Single by Alexander Rybak

from the album No Boundaries
- Released: 8 June 2010
- Recorded: 2010
- Genre: Pop
- Length: 4:19
- Label: EMI
- Songwriter(s): Alexander Rybak (lyrics & music), Markus Eriksen (music), Sebastian Dankel (music), Asmund Begre Jenssen (music)
- Producer(s): Eirik Heldal

Alexander Rybak singles chronology
| "Roll with the Wind" (2009) | "Oah" (2010) | "Resan till dig" (2011) |

= Oah =

"Oah" is a song by Belarusian-Norwegian singer–songwriter Alexander Rybak. It is the first single released from his second album No Boundaries. It was released on 8 June 2010.

==Background==
Rybak wrote the song as an ode to one of his female backing singers, called Moa, as he wrote an ode to each of his three backing singers on his second album No Boundaries. Rybak started dating her in early 2010. The two broke off shortly after the release of the song. In 2014, Rybak stated that he did not regret the song, but would not do such a thing again necessarily.

==Critical reception==
"Oah" was met with mostly unfavourable reviews in Norway. Dagbladet gave it a "die throw" of 1, stating it did "not surprise, have the exotic x-factor or, under any circumstances, be funny. It is just a hopeless, clumsy and plump affair that does not communicate in any direction." VG also gave the song a "die throw" of 1.

==Music video==
In 2010, A music video was made for the single. It was directed by Lars Kristian Flemmen, produced by Eirik Heldal and shot by Martin J. Edelsteen.

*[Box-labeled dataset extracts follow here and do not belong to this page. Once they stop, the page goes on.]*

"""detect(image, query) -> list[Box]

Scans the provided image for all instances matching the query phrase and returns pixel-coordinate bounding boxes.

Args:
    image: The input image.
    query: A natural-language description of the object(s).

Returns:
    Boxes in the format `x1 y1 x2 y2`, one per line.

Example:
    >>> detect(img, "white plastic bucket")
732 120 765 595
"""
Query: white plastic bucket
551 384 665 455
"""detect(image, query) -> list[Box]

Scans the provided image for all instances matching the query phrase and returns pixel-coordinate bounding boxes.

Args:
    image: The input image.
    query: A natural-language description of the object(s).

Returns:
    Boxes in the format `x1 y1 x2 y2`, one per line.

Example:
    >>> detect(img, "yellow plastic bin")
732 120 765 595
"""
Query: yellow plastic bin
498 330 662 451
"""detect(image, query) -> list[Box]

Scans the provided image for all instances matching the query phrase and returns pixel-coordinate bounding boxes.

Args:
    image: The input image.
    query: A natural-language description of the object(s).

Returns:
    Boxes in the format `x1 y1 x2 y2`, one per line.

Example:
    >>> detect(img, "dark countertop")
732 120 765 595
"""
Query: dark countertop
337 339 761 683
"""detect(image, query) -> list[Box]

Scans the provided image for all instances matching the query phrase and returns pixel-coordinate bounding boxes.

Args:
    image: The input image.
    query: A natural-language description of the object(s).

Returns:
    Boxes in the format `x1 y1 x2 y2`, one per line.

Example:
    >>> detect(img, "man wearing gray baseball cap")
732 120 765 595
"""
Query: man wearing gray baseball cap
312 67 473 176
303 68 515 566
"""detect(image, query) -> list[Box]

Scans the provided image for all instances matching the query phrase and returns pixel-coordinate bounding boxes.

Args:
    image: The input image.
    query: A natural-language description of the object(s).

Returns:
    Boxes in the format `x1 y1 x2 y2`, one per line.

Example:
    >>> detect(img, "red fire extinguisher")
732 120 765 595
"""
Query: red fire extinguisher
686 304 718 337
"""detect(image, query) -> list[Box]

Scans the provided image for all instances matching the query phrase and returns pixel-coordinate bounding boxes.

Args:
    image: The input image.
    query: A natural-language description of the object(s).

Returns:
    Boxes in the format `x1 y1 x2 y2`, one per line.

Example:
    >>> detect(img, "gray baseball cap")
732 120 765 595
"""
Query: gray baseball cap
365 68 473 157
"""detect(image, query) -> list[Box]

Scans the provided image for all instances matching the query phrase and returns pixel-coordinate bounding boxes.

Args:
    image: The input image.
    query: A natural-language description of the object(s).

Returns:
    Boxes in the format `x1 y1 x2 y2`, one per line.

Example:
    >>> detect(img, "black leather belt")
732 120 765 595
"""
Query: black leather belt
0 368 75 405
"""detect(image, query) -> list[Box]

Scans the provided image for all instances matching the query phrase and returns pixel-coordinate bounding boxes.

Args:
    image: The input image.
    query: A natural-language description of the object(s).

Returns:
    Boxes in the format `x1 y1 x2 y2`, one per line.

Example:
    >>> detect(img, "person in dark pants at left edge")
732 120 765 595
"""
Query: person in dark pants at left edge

At the start of the music video Alexander asks a girl named Moa to go out with him. However, Moa tells him that she does not want to go out with him and walks away from him, She goes to her locker opens it and teddy bears fall on her with a note attached saying "So, lets start by being friends". She throws it away and goes to class, where Alexander sits beside her and starts singing to her again. For the remainder of the video, he closely follows her in a daily activities, while declaring her his love.

The music video has accustomed over 19 million views per July 2020 on YouTube, making it Rybak's third most popular music video after "Kotik" and "Europe's Skies".

==Track listing==

Digital download
| No. | Title | Writer(s) | Length |
|---|---|---|---|
| 1. | "Oah" | Rybak; Eriksen; Dankel; Jenssen; | 4:19 |

==Personnel==
Lead vocals
- Alexander Rybak

Recording and production staff
- Sergio Raminez – Editor
- Eirik Heldal – Producer

Costumes
- Jeanette Hoff

Art department
- Patrik Svaningen
- Ann-Kristin Olson

Make-up
- Katharina Sørensen
- Tormod Hauge

Source:

==Release history==

| Region | Date | Format |
| Norway | 8 June 2010 | CD single, Digital download |
Worldwide

==Other versions==
Rybak also recorded and released a Russian version of this song called "Strela Amura" (Стрела Амура, Cupid's arrow) with lyrics by Anna Nikolaichuk. A music video was shot by Oleksandr Filatovych in Kyiv and released in June 2012 by both Rybak's own music channel and ELLO. By July 2020, the music video had reached to over 10 million views.

In 2014, Norwegian musician Øivind Elgenes made a cover of the song as part of Alexander Rybak's day on the musical programme Hver gang vi møtes.